Steve Potter wrote:
> I am trying to find some method of attaching a Listbox object to a
> list object so as the contents of the list are changed the contents of
> the Listbox will be updated to match.  I have found a few references
> to something like this in this old post
> http://groups.google.com/group/comp.lang.python/browse_thread/thread/3a6fe7534c812f55/43f201ab53cfdbf7
> as well as here http://effbot.org/zone/wck-4.htm .
> 
> It just seems that there should be some way of achieving this.
> 
> The only this I can think of is create a subclass of list that deletes
> and then refills the Listbox every time that the list changes, but
> this seems very in efficient.
> 
> 
> Any ideas?
> 
> Steve
> 

If you want the listbox to have the interface of a list, you will 
probably not want to do it by inheritance because you are going to have 
to re-write a lot of methods anyway, calling super, etc.

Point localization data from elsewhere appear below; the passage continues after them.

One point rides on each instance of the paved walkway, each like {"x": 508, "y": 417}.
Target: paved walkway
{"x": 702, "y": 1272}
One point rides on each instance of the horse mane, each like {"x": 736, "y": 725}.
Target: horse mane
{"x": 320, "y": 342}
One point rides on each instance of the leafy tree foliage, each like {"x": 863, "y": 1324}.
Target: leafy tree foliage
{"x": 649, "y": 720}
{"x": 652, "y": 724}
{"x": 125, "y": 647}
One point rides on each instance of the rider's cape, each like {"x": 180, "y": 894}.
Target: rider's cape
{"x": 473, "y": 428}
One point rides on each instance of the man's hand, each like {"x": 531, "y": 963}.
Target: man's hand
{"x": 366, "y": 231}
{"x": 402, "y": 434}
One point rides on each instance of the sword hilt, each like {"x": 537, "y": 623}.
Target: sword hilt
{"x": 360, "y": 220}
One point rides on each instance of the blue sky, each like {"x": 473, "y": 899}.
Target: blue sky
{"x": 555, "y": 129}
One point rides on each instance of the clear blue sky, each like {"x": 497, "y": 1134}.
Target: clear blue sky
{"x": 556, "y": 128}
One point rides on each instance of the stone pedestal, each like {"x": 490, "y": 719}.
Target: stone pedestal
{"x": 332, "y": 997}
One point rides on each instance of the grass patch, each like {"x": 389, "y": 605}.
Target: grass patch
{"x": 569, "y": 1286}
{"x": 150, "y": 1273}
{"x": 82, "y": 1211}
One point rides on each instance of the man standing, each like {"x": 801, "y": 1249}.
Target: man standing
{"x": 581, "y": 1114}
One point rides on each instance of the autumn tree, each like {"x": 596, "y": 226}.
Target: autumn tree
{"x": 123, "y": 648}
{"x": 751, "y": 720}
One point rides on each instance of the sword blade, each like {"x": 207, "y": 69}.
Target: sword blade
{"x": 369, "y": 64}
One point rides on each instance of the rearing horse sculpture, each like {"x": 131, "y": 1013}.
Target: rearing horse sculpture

Probably better is composition in this case, even though inheritance 
feels like the right way if you haven't tried it yet and discovered its 
problems.

Inherit from object and fill the class with objects designed for the 
job. In fact, make sure you want to abstract your data structure to list 
before you even use that--then create a controller that retrieves 
appropriate info from the data structure (model) and updates the listbox 
(view) accordingly. Use callbacks from the listbox to notify the 
controller if the events in the listbox require modification of the 
list. Have the controller modify the list and then use the modified list 
to update the listbox.

This is more-or-less MVC. MVC can be as simple as listbox, list, object, 
or more complicated. But you will be happy you began with an MVC design 
at some point in the future. You'll really be happy that you didn't 
inherit from list for this!

I've looked into the listbox issue and I have found that you will have 
to delete and refill the listbox every time the list is changed. I 
wouldn't worry about speed, though, your computer will keep up with the 
user, no problem. If you look into other GUI frameworks, you'll find 
that they all seem to delete and refill at some level. Its just with 
Tkinter, you have to do this explicitly, which never feels quite right.